Refugee Children Say They’d Be ‘Better Off’ in Squalid Calais Camp Than New Centres

A total of 13 of the 33 boys Safe Passage interviewed – more than a third – said they were better off in the squalid camp, where people lived in tents and rudimentary wooden shelters.

Eight reported said they had not been given clean clothes and only five said they had spoken to anyone from the Home Office since arriving in the CAOs.

Three reported being forced to work in fields to pick fruit and three said they were living among adults.

“If others run away I am not going to stay,” one said. Another said: “I am not happy here at staying in this accommodation…

“Please please take us out of here to the UK. No proper food, clothes and I am bored here. If the situation continue like this I may go somewhere else.”

Bishop Paul Butler, from charity Citizens UK, which runs Safe Passage, said: “Children in France are getting increasingly desperate as they hear little from officials, and fill the void with rumours and speculation.

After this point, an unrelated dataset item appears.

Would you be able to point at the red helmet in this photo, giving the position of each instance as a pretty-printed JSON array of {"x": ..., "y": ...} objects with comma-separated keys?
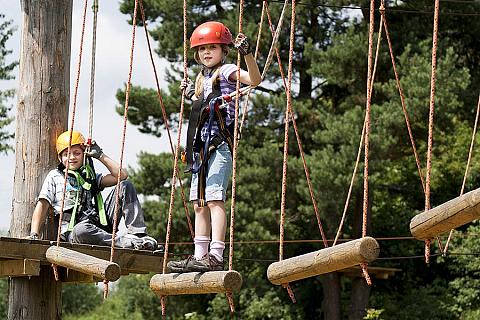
[{"x": 209, "y": 33}]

“With children already absconding from the CAOs it is vital that the Home Office speeds up the rate of transfers to the UK.

The 33 boys interviewed were aged 13 to 17 and were Syrian, Afghan, Sudanese, Iraqi and Eritrean.

Two of said they were considering fleeing the centres they were living in. Two who were due to be interviewed already had.

Rabbi Janet Darley, from Citizens UK, said: “We are hugely concerned about the safeguarding of children in the CAOs in France.

“The Safe Passage team have had reports of forced labour and unaccompanied children being made to live with adults.